Intapp Webinar Series

[Part 4 of 4]

Many firms deploying CRM remain so focused on hitting project milestones that they lose sight of the questions that users need their CRM to help them answer. What story are users trying to tell, leveraging their new access to important data? And how can teams translate project momentum into measurable adoption and tangible success?

In this session, we will delve into the art and science of change management, discuss adoption strategies, and illuminate the behaviors and attitudes of your CRM target audience. We will help you translate these insights into practical strategies for driving adoption and achieving success.

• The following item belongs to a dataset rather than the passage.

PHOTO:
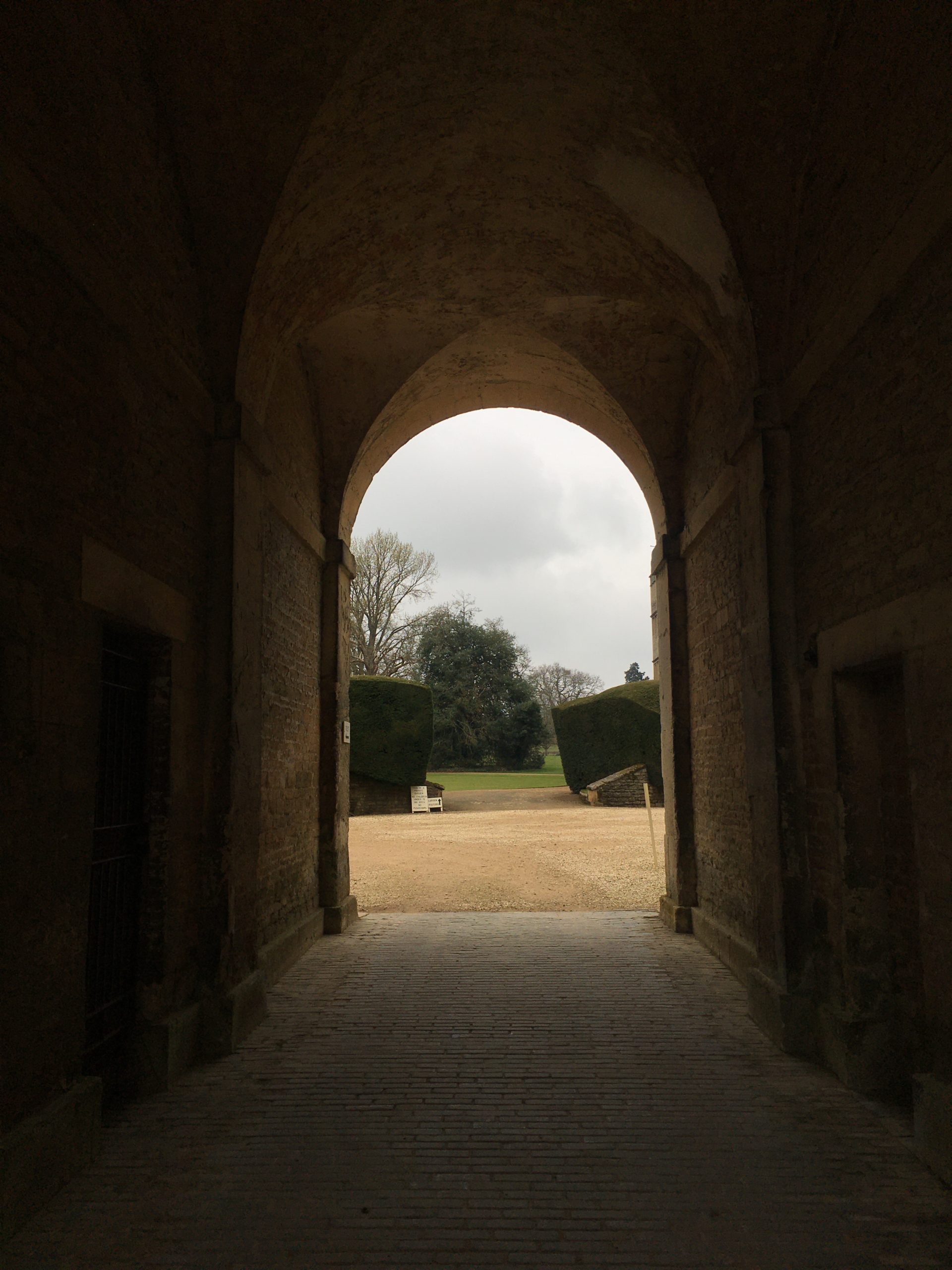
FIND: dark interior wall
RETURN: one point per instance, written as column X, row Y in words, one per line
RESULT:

Our experts will discuss a variety of topics:

  • Identifying the adoption dilemma and understanding how it manifests
  • Digging into the science of change management to build a compelling CRM adoption and communications strategy
  • Creating a system you can tailor to professionals’ specific needs — and encouraging them to use it


Brian Conway
Practice Group Leader, Marketing and Business Development

Brian Conway is responsible for driving the solution strategy and roadmap for OnePlace Marketing & Business Development with specific focus on client and legal market needs. He has

more than 15 years of experience advancing CRM and marketing automation as growth drivers for corporations and Am Law firms. Prior to joining Intapp, Conway led the technology and operations teams at Gartner, and more recently as an Intapp client at McDermott Will & Emery. He received a bachelor’s degree in Business Administration from the College of Charleston.

Michael Warren
VP, Client Development & Intake Practice
Wilson Allen

Michael Warren serves as VP of client development and intake, having previously served the company as VP, CRM practice. Michael has dedicated his career to helping professional services firms successfully implement CRM. In his role at Wilson Allen, Michael helps firms identify the critical success factors for their CRM and then implement simple, practical, and realistic measures to achieve them.